Networks in Motion (www.networksinmotion.com) is an Irvine-based firm in the location based services (LBS) space, which is backed by Sutter Hill, Mission Ventures, and Redpoint Ventures. We met up with Steve Andler, VP of Marketing at the firm at CTIA earlier this week, and spoke to him about the company.
Ben Kuo: What does Networks in Motion do, and what is your product?
Steve Andler: The most famous of our products is Verizon Navigator on Verizon Mobile, which is based on our reference platform. We provide white label location based services applications to carriers. We also have a LBS geospatial platform called NavBuilder which all our applications are built on and which we license to other developers. For example, we are a sponsor for the Global LBS Challenge, and we were the winner for two of the five years of the competition. As we've matured as a company, we're now providing those tools to carriers to enable their own applications.
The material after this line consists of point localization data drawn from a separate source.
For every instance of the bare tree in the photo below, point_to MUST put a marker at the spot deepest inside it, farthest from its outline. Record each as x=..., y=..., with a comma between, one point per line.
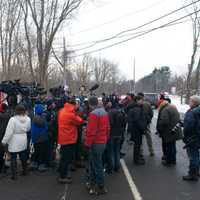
x=83, y=70
x=47, y=17
x=196, y=36
x=10, y=17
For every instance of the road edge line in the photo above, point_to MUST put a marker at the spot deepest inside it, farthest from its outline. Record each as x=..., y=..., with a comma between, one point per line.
x=133, y=187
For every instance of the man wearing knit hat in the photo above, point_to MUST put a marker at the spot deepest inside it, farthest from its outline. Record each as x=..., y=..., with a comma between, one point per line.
x=192, y=138
x=96, y=137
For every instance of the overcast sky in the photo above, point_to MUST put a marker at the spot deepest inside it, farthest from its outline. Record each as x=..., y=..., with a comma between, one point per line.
x=171, y=46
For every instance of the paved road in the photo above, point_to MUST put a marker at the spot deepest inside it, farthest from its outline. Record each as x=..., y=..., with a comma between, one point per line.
x=154, y=182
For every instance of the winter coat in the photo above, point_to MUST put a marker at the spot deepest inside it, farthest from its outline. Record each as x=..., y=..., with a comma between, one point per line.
x=117, y=122
x=39, y=127
x=16, y=133
x=191, y=126
x=68, y=122
x=137, y=122
x=148, y=112
x=98, y=127
x=168, y=118
x=4, y=119
x=51, y=117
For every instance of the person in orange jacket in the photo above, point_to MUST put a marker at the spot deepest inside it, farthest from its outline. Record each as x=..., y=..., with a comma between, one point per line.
x=68, y=122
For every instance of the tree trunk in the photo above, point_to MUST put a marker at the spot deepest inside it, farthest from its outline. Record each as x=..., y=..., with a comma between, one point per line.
x=197, y=77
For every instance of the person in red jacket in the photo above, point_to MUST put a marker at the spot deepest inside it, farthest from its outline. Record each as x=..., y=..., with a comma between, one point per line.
x=68, y=122
x=96, y=137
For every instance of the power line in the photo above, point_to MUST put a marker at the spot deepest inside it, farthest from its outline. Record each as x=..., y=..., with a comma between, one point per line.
x=130, y=34
x=119, y=18
x=131, y=38
x=138, y=27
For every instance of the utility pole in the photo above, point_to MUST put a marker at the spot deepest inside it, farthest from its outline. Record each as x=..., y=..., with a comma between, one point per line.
x=65, y=60
x=134, y=83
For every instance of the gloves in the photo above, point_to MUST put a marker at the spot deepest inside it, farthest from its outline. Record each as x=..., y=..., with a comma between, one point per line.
x=4, y=147
x=87, y=148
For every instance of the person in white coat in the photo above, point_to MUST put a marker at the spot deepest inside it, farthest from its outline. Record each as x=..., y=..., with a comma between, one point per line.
x=16, y=139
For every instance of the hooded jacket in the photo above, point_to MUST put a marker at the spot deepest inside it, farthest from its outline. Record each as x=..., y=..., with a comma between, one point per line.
x=168, y=118
x=191, y=125
x=16, y=133
x=68, y=122
x=39, y=128
x=137, y=122
x=98, y=127
x=4, y=119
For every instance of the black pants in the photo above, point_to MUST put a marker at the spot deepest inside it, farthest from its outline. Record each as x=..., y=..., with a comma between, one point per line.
x=67, y=155
x=78, y=146
x=136, y=152
x=40, y=155
x=1, y=160
x=169, y=151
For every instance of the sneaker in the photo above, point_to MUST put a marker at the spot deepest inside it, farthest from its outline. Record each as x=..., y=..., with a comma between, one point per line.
x=42, y=168
x=152, y=154
x=34, y=166
x=100, y=190
x=139, y=162
x=65, y=180
x=168, y=164
x=190, y=177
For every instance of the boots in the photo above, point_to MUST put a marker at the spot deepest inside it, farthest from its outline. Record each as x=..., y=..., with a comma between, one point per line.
x=14, y=169
x=24, y=168
x=192, y=175
x=138, y=160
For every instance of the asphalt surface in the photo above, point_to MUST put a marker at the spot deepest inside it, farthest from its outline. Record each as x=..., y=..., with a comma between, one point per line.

Ben Kuo: How do you products go to market, do you sell your products directly to consumers or to carriers?
Steve Andler: It's a mix, right now the primary product is white labeled by the carriers. We're sold through carriers even though we're building products for consumers and business people. The reality is our applications are sold by the carriers to the consumers.
Ben Kuo: How long have you been working on this technology?
Steve Andler: We were founded in 2000. At the very end of 2005, early 2006 we launched with the Verizon network.
Ben Kuo: What's the funding background on the firm?
Steve Andler: The initial funding for the company came from angel funding with the founders, the B round funding came from Mission Ventures and Redpoint Ventures, and our C round that happened last March was led by Sutter Hill.
Ben Kuo: Tell me a little bit about the market, has location based services taken off--I've been hearing for awhile that "location based services" is the hot thing--where is it now?
Steve Andler: Right now it is the hot thing. If you look around at the show, you'll hear that Verizon is sort of the breakthrough success application, with hundreds of thousands of users, in a very short period of time--since February. I think we've finally proven that you can have a successful location based services that consumers will buy and use.
Ben Kuo: Tell me a bit about your application--are there service or phone limitations, where's the sweet spot for your application?
Steve Andler: You need a handset that has GPS in the handset. Most of our solutions are running on a Qualcomm GPS 1 solution, which is called Assisted GPS, which means you get a rapid quick fix from the network assist to figure out where the handset is and where the satellites are. So, instead of a typical GPS startup where it will typically take three to five minutes to get a fix, we can do that in 20 to 30 seconds.
Ben Kuo: Do people pay extra for your location based service?
Steve Andler: For the short term, it's a monthly subscription. On the Verizon system there is a 14 day free trial, which converts to a monthly subscription. We see a significant number of users converting from that free trial and who continue to use it on a daily basis. Those users are paying $9.99 a month for the service.
Ben Kuo: Are there other carriers with your service?
Steve Andler: Yes, although unfortunately I can't preannounce those carriers products. We are supporting most of the carriers, except a few that do not support GPS in the handset. Some of the carriers are farther ahead than the others.
Ben Kuo: So are most of the uses for navigation applications?
Steve Andler: Most of them are navigation applications, and there's also local search. You'll see our other category applications launching before the end of the year with other carriers.
Ben Kuo: So with your local search products, where are you getting the data?
Steve Andler: At the moment on the launched product we're using the NAVTEQ database for local companies. Currently we're updating that quarterly, and pretty soon that will be a real time update.
Ben Kuo: What do you think about the companies saying they'll use coupons and promotions with location based services?
Steve Andler: That's an interesting business model. I think that model is something that will happen in our industry, but it will be awhile before we can deliver it. The reality is that the paid advertising model can replace the subscription model, but to be able to do that you need four to ten million users. And we're not anywhere near there. The first two million users are going to be on a subscription basis, then you'll start to see some breakthrough ideas on pricing it lower, and perhaps instead of a search based on radius a search based on who wants to serve you up an ad.
Ben Kuo: Thanks for the interview, and good luck at the show!